葵わかな「わろてんか」で試行錯誤 笑顔にも種類が「正解見つけるの難しい」
2017年10月08日 11:30
芸能
一口に「笑顔」といっても、その作り手の悩みは深い。披露する場は、多くの国民が注目するNHK朝ドラ。19歳の女優が挑むには決して低くないハードルだ。
「日々、試行錯誤してます。台本に“鈴のように笑う”と書かれていると“鈴のように”ってどういうこと?と考えちゃいます。笑顔にも種類があって、例えば、自分を励ます笑い、相手のことを思っての笑い、相手の愛情を感じての笑い…。その時の感情に、どんな笑顔が適しているのか、正解を見つけるのが難しい」
実は5月のクランクイン前にトレーニングを行っていた。あえて変顔をしてみるなど、いろいろな表情を作る練習だった。その顔をプロデューサーや演出家に見てもらうために、自分で撮影した写真は100枚近くになった。
「顔全体をどれだけ多く使って笑えるかということに挑戦しました。日々そうやって顔をほぐしてきたおかげで、今は笑おうと思ったらニコッと笑えます。この役に決まるまでは、笑うことは当たり前過ぎて、しっかり考えたこともなかったんですけど」
このドラマのヒロインオーディションには2378人が参加。番組関係者は葵に決定した理由について「主人公が50歳になるまでを演じるので、素敵な笑顔と、落ち着きを併せ持っている人が必要だった」と説明している。
「てん(ヒロイン)は基本的に明るくてポジティブ。私は良く言えば慎重で、悪く言えばネガティブ。なぜ私に決まったのかという疑問は今なお消えてません。でも、自分から離れている役でも、演じづらさは感じてないです。殺人犯の役を演じるのに殺人が必要ないように、自分から離れている部分はお芝居で埋められると思っています」
役者としての前向きな思いが、その表情にくっきりと表れた。
◆現場では笑い疲れ「幸せな疲れ方だと思ってます」◆
笑顔作りは、撮影現場のムードの良さに助けられている。夫を演じる俳優の松坂桃李(28)が葵を笑わせようとおどけてみせることもあるという。
「笑い過ぎて“おなかが痛い”と思うこともあります。普通に撮影していても疲れるのに、そこに笑いが乗るから余計疲れる。“笑い疲れました”と言うと、松坂さんに“笑い疲れるなんて幸せなことじゃないか!”と言われます。確かに、幸せな疲れ方だと思って撮影してます」
撮影現場となっている大阪での一人暮らしも満喫している。基本的に月曜から金曜までが撮影で、土曜と日曜が休暇。健康管理を兼ねて食事は自分で作るようにしている。

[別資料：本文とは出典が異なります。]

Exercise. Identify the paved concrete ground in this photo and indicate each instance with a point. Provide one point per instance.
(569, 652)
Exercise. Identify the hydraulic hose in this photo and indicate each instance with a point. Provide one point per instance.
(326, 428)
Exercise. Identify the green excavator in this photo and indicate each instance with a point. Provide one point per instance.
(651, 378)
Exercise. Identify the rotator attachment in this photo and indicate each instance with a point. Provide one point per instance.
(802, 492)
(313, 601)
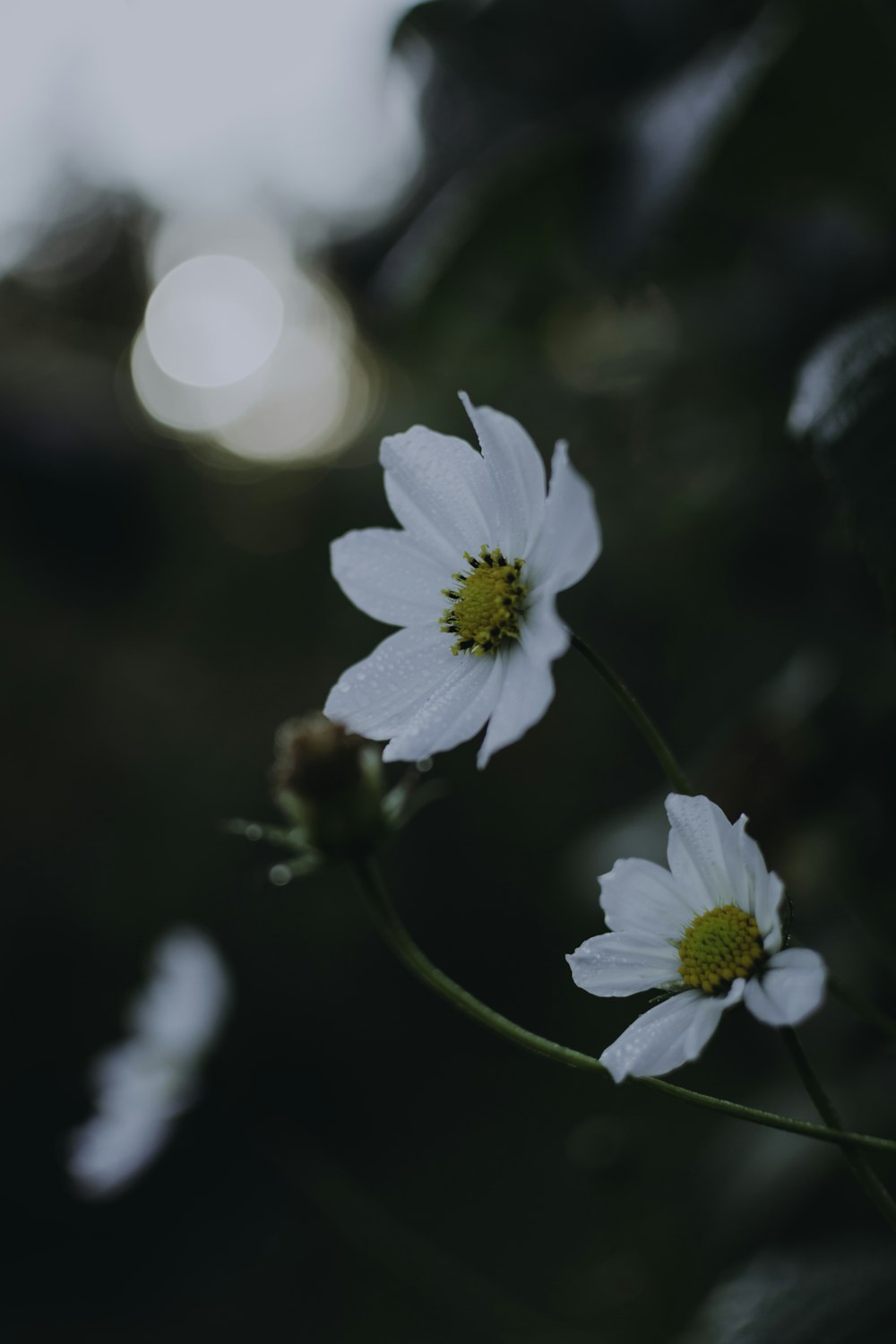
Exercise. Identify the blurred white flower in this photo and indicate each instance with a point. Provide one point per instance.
(147, 1081)
(471, 580)
(708, 932)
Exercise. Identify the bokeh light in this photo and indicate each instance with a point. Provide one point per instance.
(214, 320)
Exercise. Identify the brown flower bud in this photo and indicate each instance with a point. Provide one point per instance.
(330, 782)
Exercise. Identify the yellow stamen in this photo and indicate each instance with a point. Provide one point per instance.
(485, 604)
(719, 946)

「週末にたくさん料理を作り置きしておいて、1週間で食べきって、また週末に作ります。和食が好きなので、和風の味付けのものが多いですね。秋になってからは好きなキノコの炊き込みご飯も作りました。スタジオに持っていって控室にこっそり置いておくと、いつもなくなっているので、たぶんスタッフさんが食べてくれているのでしょう」
ストレス発散のためにカラオケ店に足を運ぶこともある。
「歌うのは、いきものがかりさん、miwaさん…。女性の曲が多いかもしれない。うまいわけじゃなくて好きなだけですけど」
朝ドラは視聴率が良くても悪くても騒がれる。ヒロインにかかるプレッシャーは並大抵ではない。

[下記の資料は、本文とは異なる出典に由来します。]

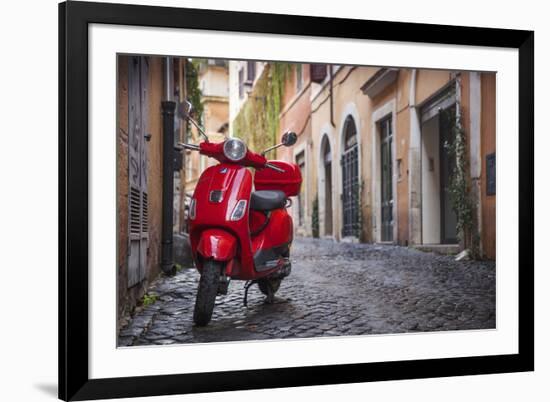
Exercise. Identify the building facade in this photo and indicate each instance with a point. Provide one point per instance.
(150, 172)
(375, 148)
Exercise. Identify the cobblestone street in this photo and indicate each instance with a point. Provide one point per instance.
(334, 289)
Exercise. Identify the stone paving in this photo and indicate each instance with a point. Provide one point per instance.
(333, 289)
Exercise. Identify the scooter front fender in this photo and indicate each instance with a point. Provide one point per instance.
(217, 244)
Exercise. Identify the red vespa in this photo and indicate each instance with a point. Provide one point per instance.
(235, 232)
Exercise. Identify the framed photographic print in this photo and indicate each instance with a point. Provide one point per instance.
(257, 200)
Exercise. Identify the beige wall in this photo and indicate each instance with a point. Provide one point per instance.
(488, 146)
(128, 298)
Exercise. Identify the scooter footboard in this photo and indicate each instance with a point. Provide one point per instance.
(217, 244)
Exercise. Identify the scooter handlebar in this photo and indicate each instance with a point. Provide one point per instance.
(189, 146)
(277, 168)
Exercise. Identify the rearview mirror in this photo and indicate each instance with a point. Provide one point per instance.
(185, 109)
(289, 138)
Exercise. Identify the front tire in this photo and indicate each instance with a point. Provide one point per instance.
(206, 293)
(269, 287)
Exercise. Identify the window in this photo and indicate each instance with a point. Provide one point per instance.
(250, 71)
(301, 162)
(299, 78)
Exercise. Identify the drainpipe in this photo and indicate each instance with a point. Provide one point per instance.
(168, 108)
(331, 76)
(415, 166)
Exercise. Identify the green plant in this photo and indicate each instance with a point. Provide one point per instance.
(315, 217)
(148, 299)
(258, 120)
(193, 92)
(460, 193)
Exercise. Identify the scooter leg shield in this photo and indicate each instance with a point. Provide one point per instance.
(217, 244)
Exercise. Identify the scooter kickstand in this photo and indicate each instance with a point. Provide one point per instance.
(246, 287)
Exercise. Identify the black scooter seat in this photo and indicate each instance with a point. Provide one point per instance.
(267, 200)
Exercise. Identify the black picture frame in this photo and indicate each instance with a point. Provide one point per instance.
(74, 18)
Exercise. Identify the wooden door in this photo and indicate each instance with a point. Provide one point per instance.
(386, 179)
(446, 168)
(350, 180)
(137, 168)
(327, 158)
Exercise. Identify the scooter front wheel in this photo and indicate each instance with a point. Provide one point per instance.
(269, 286)
(207, 291)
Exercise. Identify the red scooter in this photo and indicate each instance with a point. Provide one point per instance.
(235, 232)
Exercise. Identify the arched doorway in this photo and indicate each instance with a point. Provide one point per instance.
(350, 180)
(327, 169)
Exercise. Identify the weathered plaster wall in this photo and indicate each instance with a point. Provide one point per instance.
(488, 146)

「撮影が始まる前は不安もあったけれど、始まってみたら、思ったより楽しかった。ヒロインはこうあるべきだという考えはありません。同じヒロインという立場でも、これまでいろんな人がいたでしょうから、私は自分らしく、この役を全うできたらいいと思っています」
そのピュアで真っすぐな心こそ、多くの人を引きつける笑顔の源となる。
≪NGKなど見学 東西の違い実感≫ヒロインを演じる参考として、大阪の繁昌亭、なんばグランド花月、東京の末広亭を見学した。「大阪と東京でたまたま同じ落語を聞いたのですが、言葉のニュアンスが違うだけで別の落語に聞こえた」と感心。「寄席の雰囲気も東西で違いました。関西の人たちは“ここに笑いに来ている”という感じで、笑い声で出演者の声が聞こえないくらいに盛り上がる。こういう場所なら私も恥ずかしがらず笑えると思いました」と関西の笑いの特質を語った。
◆葵(あおい)わかな 1998年(平10)6月30日生まれの19歳。神奈川県出身。2009年にスカウトされ、CMでデビュー。12年にアイドルユニット「乙女新党」のメンバーに選抜されたが14年に卒業。昨年、NHK・BSプレミアムのドラマ「舞え!KAGURA姫」に主演し好評を得た。映画「サバイバルファミリー」「陽だまりの彼女」「くちびるに歌を」などにも出演した。
◇わろてんか 明治から昭和初期の活気あふれる大阪が舞台。いつも周りに「笑い」を振りまくヒロイン・藤岡てん(葵)が夫婦で寄席の経営を始め、やがて「“笑い”をビジネスにした日本初の女性」と言われるまでを描く。